What pain would you get from needles, many guys on here play sports all the time, needles don't cause pain...if you were to forget about the orals and do 500mgs/week of test E you would fair alot with gains, side effects, recovery, and keepable gains. And 500mgs/week can be as simple as 1 shot a week, two would be better.

----------


## Baseballlifter

> What pain would you get from needles, many guys on here play sports all the time, needles don't cause pain...if you were to forget about the orals and do 500mgs/week of test E you would fair alot with gains, side effects, recovery, and keepable gains. And 500mgs/week can be as simple as 1 shot a week, two would be better.


I thought that you get real sore where you injected? Is this not true because alot of the posts on here have guys talking about how their injections hurt like crazy. 

By the way, I am planning a test e/winstrol cycle for after the season is over.

----------


## Hellmaskbanned

[QUOTE=Baseballlifter]I have just started my dbol +winstrol cycle that looks like this:
Week 1: dbol 20mg/day
Weeks 2-4: dbol 30mg/day
Week 5: Dbol 20mg/day
Weeks 3-7: Winstrol 50 mg/day
PCT with nolva

Beginning stats:
185 lbs 13% body fat
5'10 

Arms: 14" Bench: 200
Forearms: 11 3/4" Squat: 315
Chest: 42"
Calves: 15 1/4"
Legs: 22.5"

QUOTE]


After this cycle and you weigh around 200lbs if your lucky, it would be a good idea if you didn't tell anybody you did steroids because......

A.Most likely they will laugh at you and piss themselves if you do.
B.They will ignore you and tell you to quit bs'n you little shit.
Or 
C.They will say WTF!? Send that shit back next time.

----------


## Baseballlifter

[QUOTE=Hellmask]


> I have just started my dbol +winstrol cycle that looks like this:
> Week 1: dbol 20mg/day
> Weeks 2-4: dbol 30mg/day
> Week 5: Dbol 20mg/day
> Weeks 3-7: Winstrol 50 mg/day
> PCT with nolva
> 
> Beginning stats:
> 185 lbs 13% body fat
> ...


Why? If i weighed 200 I would be one of the biggest guys at my school.

----------


## Hellmaskbanned

[QUOTE=Baseballlifter]


> Why? If i weighed 200 I would be one of the biggest guys at my school.



Are you in middle school?

----------


## Baseballlifter

[QUOTE=Hellmask]


> Are you in middle school?



I am a junior in high school. Plus I am only 5'10 so 200 would be really good.

----------


## Hellmaskbanned

[QUOTE=Baseballlifter]


> I am a junior in high school.
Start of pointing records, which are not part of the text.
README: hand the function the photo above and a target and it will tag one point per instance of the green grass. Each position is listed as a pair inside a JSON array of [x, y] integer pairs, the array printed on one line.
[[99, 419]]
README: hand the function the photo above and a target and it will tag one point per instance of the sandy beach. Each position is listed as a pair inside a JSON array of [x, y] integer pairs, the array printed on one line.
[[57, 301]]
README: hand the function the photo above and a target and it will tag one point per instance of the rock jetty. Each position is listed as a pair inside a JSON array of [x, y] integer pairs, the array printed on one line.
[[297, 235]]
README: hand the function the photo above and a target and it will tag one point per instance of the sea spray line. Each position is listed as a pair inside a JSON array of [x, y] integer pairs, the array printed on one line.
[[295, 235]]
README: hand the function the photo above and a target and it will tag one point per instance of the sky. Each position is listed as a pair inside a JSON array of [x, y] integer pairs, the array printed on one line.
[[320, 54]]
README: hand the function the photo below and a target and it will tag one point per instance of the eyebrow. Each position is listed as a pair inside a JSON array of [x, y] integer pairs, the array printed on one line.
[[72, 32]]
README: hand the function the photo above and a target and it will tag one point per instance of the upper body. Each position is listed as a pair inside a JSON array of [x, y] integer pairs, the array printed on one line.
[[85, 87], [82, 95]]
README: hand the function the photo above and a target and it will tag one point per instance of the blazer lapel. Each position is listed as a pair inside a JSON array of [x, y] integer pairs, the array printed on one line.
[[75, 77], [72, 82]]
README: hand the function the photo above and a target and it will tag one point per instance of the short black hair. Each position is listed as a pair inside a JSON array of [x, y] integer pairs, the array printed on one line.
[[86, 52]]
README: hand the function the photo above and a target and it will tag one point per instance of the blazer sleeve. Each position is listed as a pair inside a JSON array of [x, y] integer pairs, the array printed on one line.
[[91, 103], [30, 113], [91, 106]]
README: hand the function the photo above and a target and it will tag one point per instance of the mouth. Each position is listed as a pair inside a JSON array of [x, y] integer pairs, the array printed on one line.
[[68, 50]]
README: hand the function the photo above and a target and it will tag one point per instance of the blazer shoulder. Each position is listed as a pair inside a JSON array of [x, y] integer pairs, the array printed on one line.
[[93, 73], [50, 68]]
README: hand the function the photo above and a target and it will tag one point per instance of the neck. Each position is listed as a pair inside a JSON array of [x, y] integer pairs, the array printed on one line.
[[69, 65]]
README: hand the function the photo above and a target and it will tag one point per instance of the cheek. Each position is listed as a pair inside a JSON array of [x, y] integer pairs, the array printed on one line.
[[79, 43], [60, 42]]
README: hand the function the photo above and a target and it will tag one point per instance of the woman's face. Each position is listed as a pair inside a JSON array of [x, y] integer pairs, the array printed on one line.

Plus I am only 5'10 so 200 would be really good.



Workout , steroids are not needed.
It was obvious this poster was not ready for a cycle (stats were bad, or he was to young) I don't know why anyone would offer a cycle for him to do?

----------


## Baseballlifter

Could someone please respond to my question of pyramiding my dosages. Is it bad to pyramid them?

----------


## Hellmaskbanned

> Could someone please respond to my question of pyramiding my dosages. Is it bad to pyramid them?



Whats bad is doing steroids at your age. It could fvck you up! Why risk it for minimal gains?

Whats your training like? (cardo , lifting routine) Maybe you just need to change it up to see some gains.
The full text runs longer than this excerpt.